There are people alive in Point’s Point today who have never heard of Molly Rourke but they can tell you the story of how old Sam McCorkell spent a pound one night just on swearing, and how he paid up, meek as a lamb, before going home to strangle his wife and children. The swearing box in the story is Molly’s. It changed the Grand Hotel and those who didn’t like the restrictions would walk across to the Sandy River Hotel. More often the traffic was the other way and Dusty Miller, the publican of the Sandy River, became disheartened and sat in the parlour drinking Queensland rum. Molly sent men across to cheer him up. A small group, known collectively as Dusty’s Bridesmaids, sat with him on his veranda above the river and drank tainted beer from unwashed pipes.

Molly Rourke hated the bush. As everyone said, she was a city girl (she came from Ballarat) and they liked her for it, even while they teased her because of it. She was a point of distinction about the town, like Bert McCulloch’s German clock and Mrs Walter Abrahams’s fine bone china set. She was something that set them apart from other dusty streets in the middle of the Australian bush.

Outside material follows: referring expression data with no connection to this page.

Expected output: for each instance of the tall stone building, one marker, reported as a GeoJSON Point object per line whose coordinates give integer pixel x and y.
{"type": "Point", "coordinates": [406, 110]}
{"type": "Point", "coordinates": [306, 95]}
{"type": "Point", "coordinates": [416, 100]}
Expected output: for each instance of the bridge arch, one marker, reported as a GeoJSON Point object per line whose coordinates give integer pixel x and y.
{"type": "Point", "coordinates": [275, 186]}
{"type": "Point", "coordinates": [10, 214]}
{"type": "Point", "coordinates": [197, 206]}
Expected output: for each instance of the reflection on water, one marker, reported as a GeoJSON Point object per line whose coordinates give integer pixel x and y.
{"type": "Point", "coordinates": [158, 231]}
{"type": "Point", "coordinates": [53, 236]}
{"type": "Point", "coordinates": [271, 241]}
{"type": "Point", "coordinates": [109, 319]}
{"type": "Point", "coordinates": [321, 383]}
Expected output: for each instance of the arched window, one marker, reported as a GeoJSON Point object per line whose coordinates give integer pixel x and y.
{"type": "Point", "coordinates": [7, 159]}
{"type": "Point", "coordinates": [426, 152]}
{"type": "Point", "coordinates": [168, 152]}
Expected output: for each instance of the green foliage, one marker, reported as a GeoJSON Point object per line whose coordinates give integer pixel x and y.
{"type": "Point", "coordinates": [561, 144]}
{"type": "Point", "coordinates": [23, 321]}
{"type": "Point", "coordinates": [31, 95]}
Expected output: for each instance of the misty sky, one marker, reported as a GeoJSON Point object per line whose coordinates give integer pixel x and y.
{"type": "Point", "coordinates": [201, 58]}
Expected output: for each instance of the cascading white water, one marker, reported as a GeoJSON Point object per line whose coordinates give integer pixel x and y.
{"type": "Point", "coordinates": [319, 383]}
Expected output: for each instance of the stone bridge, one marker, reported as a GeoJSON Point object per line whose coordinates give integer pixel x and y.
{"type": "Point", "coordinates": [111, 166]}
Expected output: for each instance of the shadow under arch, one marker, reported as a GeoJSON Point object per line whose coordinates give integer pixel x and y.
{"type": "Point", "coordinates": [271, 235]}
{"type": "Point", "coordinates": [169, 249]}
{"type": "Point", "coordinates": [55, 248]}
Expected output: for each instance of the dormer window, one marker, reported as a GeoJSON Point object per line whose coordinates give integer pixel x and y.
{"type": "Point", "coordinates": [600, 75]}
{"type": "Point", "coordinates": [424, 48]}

Jack McGrath drank his lemon squash and fell in love with her, although it took him an awful long time to do anything about it.

On one Saturday afternoon in May he was observed to drink a total of sixteen lemon squashes. The Cavanagh brothers kept a book on it and Bert McCulloch won ten quid.

When, at last, he courted her, it was as delicately as he might (had he been permitted) have picked up Mrs Walter Abrahams’s bone china between his big callused fingers. Dusty’s Bridesmaids would smile to see them together, the big clumsy man bending over her so attentively, so delicately, as they took their Sunday stroll down the two miles of macadam to the Boggy Creek ford and back again.

He was told often enough how lucky he was to have found Molly. He never doubted it. He expected they would marry and have children and live out their lives in Point’s Point and be buried on the hillside amongst the bracken above the river. It was the place where, the man in the Hispano Suiza at last admitted, he really belonged.